The Company will continue to evaluate and de-risk the Irish Skellig Licence with a view to farming down or 
otherwise reducing its interest before a well is drilled. Antrim intends to bid to acquire additional interests 
in Ireland through the recently announced Irish bid round. 
 
The Company also intends to use its strong balance sheet and licence holding to acquire opportunities either 
asset specific or corporate where an acquisition or a corporate combination would enhance shareholder value. 
The Company has evaluated a number of opportunities over the past three months and will continue to look for 
additional opportunities. The board of Antrim views the Company's strong financial position as a competitive 
advantage in the current volatile oil price environment and the Company will continue to seek ways to reduce 
the Company's G&A costs to further protect its financial position. 
 
Summary of Quarterly Results 
 
                                                                 Net Income 
                                        Cash Flow                (Loss) Per 
 ($000`s, except per    Revenue, Net      Used in   Net Income      Share - 
 share amounts)         of Royalties   Operations        (Loss)       Basic 
=--------------------------------------------------------------------------- 
                             (Note 1)     (Note 1) 
2014 
Third quarter                      -         (109)        (528)       (0.00) 
Second quarter                     -       (2,510)        (223)       (0.00) 
First quarter                      -       (1,179)      (8,461)       (0.05) 
                        ---------------------------------------------------- 
                                   -       (3,798)      (9,212)       (0.05) 
                        ---------------------------------------------------- 
                        ---------------------------------------------------- 
 
2013 
Fourth quarter                     -       (1,836)     (21,212)       (0.11) 
Third quarter                      -         (388)     (16,067)       (0.09) 
Second quarter                     -       (2,934)         930         0.01 
First quarter                      -       (3,368)      (2,853)       (0.02) 
                        ---------------------------------------------------- 
                                   -       (8,526)     (39,202)       (0.21) 
                        ---------------------------------------------------- 
                        ---------------------------------------------------- 
 
2012 
Fourth quarter                     -       (8,137)     (67,155)       (0.36) 
Third quarter                      -         (472)      (5,396)       (0.03) 
Second quarter                     -       (3,178)      (6,572)       (0.04) 
First quarter                      -       (1,601)     (55,421)       (0.30) 
                        ---------------------------------------------------- 
                                   -      (13,388)    (134,544)       (0.73) 

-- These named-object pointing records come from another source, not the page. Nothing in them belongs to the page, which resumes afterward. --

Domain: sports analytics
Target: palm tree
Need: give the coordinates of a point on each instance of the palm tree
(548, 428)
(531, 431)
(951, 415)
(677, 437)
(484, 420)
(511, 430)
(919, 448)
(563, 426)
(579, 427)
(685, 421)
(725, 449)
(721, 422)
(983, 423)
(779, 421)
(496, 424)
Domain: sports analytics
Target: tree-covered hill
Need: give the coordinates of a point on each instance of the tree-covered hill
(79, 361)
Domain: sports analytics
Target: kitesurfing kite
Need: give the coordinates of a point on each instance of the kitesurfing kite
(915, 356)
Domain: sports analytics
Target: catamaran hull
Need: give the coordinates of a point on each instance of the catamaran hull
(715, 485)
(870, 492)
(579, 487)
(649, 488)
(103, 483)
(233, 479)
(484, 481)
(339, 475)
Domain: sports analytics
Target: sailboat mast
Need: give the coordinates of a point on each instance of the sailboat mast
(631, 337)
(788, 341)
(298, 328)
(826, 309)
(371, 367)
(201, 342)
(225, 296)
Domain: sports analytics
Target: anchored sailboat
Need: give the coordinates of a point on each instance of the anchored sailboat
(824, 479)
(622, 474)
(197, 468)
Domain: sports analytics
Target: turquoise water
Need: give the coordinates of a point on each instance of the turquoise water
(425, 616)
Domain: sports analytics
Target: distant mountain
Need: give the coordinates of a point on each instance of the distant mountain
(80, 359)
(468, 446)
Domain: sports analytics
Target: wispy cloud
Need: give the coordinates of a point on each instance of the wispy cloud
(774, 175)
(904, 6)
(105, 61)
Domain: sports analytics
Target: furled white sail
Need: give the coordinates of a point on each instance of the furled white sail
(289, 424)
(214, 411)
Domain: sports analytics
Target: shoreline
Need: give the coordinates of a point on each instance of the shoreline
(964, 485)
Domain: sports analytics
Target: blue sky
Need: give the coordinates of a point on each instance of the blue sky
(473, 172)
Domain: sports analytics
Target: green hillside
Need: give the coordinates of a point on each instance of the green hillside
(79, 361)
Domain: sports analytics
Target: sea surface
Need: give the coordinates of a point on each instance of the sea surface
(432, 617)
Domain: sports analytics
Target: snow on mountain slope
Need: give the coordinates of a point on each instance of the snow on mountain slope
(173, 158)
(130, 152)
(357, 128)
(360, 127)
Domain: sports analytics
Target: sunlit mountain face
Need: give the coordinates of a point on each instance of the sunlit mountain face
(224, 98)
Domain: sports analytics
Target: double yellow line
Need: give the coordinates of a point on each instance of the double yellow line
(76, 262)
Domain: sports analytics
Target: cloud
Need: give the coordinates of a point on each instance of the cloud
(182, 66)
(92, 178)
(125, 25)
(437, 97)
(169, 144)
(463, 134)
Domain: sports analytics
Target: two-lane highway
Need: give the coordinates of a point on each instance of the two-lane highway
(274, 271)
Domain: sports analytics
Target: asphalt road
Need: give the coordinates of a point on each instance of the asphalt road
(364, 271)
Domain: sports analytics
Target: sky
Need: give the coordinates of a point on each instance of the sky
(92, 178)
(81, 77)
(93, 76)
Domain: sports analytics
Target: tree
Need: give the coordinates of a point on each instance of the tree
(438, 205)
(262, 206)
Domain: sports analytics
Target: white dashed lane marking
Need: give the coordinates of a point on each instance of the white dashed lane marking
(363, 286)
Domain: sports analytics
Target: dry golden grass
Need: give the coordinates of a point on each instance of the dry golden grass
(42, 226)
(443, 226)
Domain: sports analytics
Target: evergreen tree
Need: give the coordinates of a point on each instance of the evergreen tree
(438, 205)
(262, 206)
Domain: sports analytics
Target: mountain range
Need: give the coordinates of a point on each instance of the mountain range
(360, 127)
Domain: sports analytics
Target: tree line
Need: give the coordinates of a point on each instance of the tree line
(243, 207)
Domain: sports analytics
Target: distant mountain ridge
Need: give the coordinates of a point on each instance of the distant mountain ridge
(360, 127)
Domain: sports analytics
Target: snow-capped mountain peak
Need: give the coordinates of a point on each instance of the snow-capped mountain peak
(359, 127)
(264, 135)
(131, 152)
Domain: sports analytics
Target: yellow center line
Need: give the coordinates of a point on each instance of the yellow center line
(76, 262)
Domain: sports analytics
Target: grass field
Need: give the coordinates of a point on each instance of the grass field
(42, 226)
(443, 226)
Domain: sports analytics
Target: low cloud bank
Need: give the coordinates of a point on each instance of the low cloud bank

                        ---------------------------------------------------- 
                        ---------------------------------------------------- 
 
Note 1: Continuing operations only 
 
Key factors relating to the comparison of net income (loss) for the third quarter of 2014 to previous quarters 
are as follows: 
 
=-  In the second quarter of 2014, the Company recognized a $5.2 million 
    gain on disposal of assets primarily with respect to the recognition in 
    income of foreign currency translation adjustments previously included 
    in accumulated other comprehensive income; 
=-  In the fourth quarter of 2013, the Company recognized a $14.6 million 
    impairment charge on assets held for sale; 
=-  In the third quarter of 2013, the Company recognized a $12.1 million 
    impairment charge with respect to delays and cost overruns for the 
    Causeway Field; 
=-  In the fourth quarter of 2012, the Company recognized a $50.4 million 
    impairment charge related to the decision not to participate in further 
    development of its 35.5% working interest in the Fionn Field, a $5.9 
    million impairment charge related to the abandonment of the Cyclone well 
    21/7b-4 and a $1.8 million impairment charge related to the West Teal 
    Licence; 
=-  In the third quarter of 2012, the Company recognized a $2.3 million 
    impairment charge related to the planned relinquishment of Carra Licence 
    P1563 Blocks 21/28b & 21/29c; 
=-  The second quarter 2012 net loss was impacted by a $10 million reduction 
    in the fair value of the Crown Point shares partially offset by a $5.9 
    million gain on the disposal of the Argentina assets; 
=-  During the first quarter of 2012, net loss included $54.7 million in 
    impairment costs related to the Fyne Licence, the Erne discovery well 
    and the Erne sidetrack well. 
 
Risks and Uncertainties 
 
The oil and gas industry involves a wide range of risks which include but are not limited to the uncertainty of 
finding new commercial fields, securing markets for existing reserves, commodity price fluctuations, exchange 
and interest rate costs and changes to government regulations, including regulations relating to prices, taxes, 
royalties, land tenure, allowable production and environmental protection and access to off-shore production 
facilities in the UK. The oil and natural gas industry is intensely competitive and the Company competes with a 
large number of companies that have greater resources. 
 
Substantial Capital Requirements 
 
The Company's ability to establish reserves in the future will depend not only on its ability to develop its 
present properties but also on its ability to select and acquire suitable exploration or producing properties 
or prospects. The acquisition and development of properties also requires that sufficient funds, including 
funds from outside sources, will be available in a timely manner. The availability of equity or debt financing 
is affected by many factors, many of which are outside the control of the Company. World financial market 
events and the resultant negative impact on economic conditions, particularly with respect to junior oil and 
gas companies, have increased the risk and uncertainty of the availability of equity or debt financing. 
 
Foreign Operations 
 
A number of risks are associated with conducting foreign operations over which the Company has no control, 
including currency instability, potential and actual civil disturbances, restriction of funds movement outside 
of these countries, the ability of joint venture partners to fund their obligations, changes of laws affecting 
foreign ownership and existing contracts, environmental requirements, crude oil and natural gas price and 
production regulation, royalty rates, OPEC quotas, potential expropriation of property without fair 
compensation, retroactive tax changes and possible interruption of oil deliveries. 
 
Further discussions regarding the Company's risks and uncertainties, can be found in the Company's 
Annual Information Form dated March 27, 2014 which is filed on SEDAR at www.sedar.com. 
 
Notes on Oil and Gas Disclosure 
 
Prospective resources are defined as those quantities of petroleum estimated, as of a given date, to be 
potentially recoverable from undiscovered accumulations by application of future development projects. 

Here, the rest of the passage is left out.